Une réaction à nouveau désastreuse pour l’image de la Flandre

Si Geert Bourgeois avait suggéré qu’à l’avenir, un vice-Premier francophone assiste d’office aux assemblées de l’OIF, on l’aurait bien volontiers suivi. Comme on suppose que les Québécois en ont assez de voir un Stephen Harper, qui, lui, baragouine plutôt qu’il ne parle le français, y représente le Canada, il m’est arrivé, sur ce blog, de fustiger la présence à un sommet de la Francophonie d’un Premier ministre flamand s’exprimant en français sans maîtriser les subtilités de la langue.
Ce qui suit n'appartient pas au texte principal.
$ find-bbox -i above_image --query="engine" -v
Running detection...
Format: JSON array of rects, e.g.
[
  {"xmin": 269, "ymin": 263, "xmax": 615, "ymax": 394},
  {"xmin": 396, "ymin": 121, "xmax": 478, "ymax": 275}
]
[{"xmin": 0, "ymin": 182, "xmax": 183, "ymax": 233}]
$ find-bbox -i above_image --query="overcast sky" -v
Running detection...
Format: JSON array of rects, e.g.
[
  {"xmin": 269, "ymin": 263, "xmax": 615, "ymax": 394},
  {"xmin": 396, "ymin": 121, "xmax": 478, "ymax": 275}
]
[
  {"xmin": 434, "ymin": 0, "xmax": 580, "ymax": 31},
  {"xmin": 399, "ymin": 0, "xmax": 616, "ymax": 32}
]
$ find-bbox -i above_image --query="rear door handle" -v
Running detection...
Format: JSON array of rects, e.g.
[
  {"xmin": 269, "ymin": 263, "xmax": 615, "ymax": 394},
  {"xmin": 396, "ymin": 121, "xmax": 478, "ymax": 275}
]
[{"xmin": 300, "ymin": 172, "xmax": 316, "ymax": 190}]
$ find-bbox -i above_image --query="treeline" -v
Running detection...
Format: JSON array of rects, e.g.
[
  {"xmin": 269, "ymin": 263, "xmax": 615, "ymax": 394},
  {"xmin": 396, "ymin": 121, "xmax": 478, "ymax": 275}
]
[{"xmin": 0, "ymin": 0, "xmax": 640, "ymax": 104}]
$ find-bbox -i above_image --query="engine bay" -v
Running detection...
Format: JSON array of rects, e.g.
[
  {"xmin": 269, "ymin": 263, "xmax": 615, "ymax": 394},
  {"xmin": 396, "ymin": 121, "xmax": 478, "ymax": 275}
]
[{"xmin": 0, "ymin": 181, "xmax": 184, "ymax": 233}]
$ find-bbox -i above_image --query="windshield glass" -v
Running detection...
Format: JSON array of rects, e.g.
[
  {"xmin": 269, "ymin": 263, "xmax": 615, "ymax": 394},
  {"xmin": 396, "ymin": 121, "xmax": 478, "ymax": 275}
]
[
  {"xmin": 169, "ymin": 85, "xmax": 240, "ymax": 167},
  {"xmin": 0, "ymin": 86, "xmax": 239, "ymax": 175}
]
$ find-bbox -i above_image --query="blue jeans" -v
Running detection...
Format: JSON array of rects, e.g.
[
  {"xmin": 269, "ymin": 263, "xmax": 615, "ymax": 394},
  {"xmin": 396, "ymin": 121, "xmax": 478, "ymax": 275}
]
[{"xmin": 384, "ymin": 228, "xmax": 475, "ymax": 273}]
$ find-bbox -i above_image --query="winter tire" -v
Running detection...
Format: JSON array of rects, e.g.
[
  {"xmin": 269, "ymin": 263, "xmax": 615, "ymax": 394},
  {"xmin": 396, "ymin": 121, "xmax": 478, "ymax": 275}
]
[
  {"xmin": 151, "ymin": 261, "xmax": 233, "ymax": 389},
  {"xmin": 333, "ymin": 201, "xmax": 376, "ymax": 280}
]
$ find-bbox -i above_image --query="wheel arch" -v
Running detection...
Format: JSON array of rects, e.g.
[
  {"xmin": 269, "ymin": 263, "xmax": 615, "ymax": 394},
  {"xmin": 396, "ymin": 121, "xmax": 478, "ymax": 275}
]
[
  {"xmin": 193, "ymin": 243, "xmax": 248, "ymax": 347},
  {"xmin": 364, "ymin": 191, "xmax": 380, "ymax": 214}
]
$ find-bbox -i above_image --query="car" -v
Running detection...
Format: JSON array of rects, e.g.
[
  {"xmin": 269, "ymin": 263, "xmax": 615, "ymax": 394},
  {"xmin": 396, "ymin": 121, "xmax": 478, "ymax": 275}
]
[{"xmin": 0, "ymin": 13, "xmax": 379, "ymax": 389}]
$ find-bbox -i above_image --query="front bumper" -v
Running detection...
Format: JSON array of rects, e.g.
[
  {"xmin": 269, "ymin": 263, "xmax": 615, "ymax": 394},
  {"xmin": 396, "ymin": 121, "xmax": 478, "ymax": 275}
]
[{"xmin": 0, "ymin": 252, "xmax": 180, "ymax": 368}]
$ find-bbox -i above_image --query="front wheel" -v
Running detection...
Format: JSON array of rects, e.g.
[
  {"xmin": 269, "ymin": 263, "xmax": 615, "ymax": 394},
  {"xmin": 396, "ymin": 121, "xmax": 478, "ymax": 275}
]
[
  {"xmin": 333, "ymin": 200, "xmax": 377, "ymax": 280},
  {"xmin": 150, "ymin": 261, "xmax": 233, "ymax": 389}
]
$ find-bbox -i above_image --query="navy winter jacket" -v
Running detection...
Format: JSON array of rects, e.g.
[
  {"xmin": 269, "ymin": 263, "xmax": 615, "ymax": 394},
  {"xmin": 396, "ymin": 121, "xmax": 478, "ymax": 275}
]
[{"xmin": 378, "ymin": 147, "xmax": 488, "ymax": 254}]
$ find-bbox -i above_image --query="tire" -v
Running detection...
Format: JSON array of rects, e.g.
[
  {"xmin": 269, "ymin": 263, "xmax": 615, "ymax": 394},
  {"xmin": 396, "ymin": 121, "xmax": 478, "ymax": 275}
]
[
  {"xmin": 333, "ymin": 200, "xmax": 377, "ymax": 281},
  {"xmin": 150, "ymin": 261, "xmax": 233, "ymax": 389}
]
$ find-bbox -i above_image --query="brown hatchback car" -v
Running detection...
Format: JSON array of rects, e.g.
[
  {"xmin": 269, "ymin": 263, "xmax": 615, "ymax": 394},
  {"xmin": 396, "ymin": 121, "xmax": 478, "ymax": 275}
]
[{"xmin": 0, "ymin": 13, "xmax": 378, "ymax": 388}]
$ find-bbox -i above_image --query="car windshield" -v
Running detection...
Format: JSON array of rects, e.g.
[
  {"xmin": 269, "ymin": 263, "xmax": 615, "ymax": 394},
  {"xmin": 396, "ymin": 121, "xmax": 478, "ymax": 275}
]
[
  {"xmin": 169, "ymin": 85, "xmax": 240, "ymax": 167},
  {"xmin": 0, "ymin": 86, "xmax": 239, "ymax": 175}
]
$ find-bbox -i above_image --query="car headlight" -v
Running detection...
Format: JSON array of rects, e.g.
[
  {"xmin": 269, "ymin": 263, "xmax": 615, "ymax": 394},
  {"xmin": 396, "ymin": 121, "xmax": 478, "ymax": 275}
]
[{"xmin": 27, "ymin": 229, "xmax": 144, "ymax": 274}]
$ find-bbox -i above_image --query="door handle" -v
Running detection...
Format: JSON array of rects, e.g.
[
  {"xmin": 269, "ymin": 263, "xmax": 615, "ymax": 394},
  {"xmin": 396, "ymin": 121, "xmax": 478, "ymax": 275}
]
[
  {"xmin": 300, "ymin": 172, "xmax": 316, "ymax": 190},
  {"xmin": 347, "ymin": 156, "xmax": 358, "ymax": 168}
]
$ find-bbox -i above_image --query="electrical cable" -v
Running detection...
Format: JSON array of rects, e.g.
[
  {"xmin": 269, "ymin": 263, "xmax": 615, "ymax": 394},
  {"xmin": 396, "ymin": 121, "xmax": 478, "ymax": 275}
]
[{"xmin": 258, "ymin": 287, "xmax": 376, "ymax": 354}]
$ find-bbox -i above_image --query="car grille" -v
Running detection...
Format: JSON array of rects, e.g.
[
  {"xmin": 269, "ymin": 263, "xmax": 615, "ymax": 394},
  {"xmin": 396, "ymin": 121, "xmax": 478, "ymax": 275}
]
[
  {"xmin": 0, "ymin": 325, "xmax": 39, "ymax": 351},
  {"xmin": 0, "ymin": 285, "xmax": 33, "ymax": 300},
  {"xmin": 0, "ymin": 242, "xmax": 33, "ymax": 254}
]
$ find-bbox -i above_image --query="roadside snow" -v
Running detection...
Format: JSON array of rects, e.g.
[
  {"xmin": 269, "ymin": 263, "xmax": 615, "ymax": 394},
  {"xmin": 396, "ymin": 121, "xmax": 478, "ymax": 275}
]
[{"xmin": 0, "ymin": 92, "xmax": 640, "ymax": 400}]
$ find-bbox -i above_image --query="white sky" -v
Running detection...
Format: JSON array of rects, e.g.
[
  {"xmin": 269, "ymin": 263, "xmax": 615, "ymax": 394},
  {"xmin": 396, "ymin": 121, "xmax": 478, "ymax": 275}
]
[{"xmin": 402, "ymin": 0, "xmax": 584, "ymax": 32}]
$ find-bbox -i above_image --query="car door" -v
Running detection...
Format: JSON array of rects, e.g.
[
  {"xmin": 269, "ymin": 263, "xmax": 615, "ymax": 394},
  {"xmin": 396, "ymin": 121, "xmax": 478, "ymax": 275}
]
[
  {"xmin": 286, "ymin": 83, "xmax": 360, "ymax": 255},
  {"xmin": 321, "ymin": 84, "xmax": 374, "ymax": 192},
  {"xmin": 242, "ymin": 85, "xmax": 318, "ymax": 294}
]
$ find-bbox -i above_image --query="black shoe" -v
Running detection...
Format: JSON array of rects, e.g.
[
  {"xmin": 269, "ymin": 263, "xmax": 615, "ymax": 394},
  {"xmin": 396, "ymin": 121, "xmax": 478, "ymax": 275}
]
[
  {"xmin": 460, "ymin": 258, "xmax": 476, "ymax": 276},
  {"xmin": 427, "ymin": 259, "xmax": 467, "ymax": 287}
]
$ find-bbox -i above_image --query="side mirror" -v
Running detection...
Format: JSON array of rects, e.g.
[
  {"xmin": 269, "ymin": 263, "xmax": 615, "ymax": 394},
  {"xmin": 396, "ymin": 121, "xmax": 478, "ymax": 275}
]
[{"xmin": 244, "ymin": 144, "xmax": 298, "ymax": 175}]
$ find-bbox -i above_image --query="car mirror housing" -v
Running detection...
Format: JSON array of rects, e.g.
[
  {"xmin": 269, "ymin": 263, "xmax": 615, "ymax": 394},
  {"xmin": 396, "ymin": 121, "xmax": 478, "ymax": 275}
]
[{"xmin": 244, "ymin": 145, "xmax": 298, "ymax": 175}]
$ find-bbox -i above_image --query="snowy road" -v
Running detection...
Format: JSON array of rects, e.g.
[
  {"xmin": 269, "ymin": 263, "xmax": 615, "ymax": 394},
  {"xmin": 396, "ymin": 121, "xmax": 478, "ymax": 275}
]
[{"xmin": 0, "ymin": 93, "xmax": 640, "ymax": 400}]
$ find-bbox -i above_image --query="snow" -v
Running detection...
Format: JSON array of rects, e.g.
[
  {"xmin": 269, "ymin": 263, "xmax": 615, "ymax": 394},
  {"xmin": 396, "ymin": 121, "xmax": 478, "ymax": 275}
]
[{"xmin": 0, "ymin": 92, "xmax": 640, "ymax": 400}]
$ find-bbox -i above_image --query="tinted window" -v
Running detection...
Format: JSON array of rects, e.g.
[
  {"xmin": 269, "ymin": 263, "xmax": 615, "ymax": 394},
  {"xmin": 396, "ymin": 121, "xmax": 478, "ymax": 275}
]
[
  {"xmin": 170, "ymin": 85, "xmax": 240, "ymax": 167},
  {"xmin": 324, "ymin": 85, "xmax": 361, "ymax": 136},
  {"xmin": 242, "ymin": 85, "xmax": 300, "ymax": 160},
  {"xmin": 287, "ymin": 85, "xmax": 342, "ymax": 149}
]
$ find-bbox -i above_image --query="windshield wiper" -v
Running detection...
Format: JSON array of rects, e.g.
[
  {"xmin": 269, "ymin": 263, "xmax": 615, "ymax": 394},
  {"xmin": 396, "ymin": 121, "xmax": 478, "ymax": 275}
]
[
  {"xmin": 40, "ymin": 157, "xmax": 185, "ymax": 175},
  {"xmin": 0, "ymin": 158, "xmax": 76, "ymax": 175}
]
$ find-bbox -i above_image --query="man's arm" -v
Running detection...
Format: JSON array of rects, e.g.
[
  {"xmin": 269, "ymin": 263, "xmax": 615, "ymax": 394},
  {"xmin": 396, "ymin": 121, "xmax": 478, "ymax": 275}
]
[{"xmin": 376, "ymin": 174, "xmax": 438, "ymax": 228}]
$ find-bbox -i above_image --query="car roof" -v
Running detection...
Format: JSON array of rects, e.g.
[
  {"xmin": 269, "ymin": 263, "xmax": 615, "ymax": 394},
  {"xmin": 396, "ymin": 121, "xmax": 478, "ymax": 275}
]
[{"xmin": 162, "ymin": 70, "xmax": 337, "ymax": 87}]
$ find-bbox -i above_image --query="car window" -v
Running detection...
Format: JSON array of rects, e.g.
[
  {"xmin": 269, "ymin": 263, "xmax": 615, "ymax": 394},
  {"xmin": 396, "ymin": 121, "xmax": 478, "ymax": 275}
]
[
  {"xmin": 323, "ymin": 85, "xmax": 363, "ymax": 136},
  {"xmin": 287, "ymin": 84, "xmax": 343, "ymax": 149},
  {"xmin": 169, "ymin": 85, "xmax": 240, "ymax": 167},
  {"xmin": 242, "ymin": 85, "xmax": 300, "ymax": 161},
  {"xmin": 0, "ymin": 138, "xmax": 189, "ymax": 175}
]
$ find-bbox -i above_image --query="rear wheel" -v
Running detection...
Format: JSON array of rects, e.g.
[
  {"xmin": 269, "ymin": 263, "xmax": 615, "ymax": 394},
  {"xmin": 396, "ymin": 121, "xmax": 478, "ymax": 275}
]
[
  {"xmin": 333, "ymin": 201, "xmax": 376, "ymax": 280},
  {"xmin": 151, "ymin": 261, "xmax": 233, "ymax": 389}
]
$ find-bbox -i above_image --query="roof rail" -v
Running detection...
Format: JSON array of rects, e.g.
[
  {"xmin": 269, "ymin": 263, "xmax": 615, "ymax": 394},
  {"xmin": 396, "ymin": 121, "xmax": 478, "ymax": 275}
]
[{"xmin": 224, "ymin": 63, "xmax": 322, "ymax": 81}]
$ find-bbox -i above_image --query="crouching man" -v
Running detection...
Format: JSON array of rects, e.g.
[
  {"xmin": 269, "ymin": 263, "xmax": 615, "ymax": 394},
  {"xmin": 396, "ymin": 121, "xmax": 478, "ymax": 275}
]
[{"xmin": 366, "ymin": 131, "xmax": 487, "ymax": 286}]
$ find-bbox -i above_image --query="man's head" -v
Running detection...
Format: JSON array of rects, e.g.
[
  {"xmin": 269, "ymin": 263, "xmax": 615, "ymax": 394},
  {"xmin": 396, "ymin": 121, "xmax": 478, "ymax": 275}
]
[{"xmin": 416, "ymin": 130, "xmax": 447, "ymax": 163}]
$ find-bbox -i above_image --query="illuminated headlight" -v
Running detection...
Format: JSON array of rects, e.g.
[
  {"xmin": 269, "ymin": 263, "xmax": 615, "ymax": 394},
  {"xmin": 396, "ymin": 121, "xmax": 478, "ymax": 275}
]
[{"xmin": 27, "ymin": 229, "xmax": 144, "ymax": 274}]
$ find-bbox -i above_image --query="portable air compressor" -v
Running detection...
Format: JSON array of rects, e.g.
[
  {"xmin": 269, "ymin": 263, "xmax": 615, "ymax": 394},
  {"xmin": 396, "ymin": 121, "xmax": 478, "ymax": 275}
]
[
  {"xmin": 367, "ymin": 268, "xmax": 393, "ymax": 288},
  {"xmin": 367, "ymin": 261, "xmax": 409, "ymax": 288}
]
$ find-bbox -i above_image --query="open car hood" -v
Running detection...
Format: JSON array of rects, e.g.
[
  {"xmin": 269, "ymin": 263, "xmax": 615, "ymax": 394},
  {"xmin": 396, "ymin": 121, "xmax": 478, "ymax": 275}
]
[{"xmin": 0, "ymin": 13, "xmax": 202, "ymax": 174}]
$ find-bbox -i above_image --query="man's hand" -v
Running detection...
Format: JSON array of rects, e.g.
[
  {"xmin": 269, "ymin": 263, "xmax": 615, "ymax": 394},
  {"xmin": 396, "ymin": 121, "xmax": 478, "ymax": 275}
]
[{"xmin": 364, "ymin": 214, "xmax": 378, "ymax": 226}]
Mais sur un plan plus général, la sortie de son ministre-président donne une nouvelle fois l’image d’une Flandre racrapotée sur elle-même, hostile à toute ouverture sur le monde. Pareille attitude, bien plus qu’une prétendue influence francophone sur les instances internationales et européennes ont fait à la Flandre une réputation extrêmement négative en Europe. Elle a conduit le Conseil de l’Europe à condamner plusieurs fois sont attitude à l’égard des Francophones de Flandre. Dans tout le monde francophone, cette perception négative, désormais, est encore plus ancrée.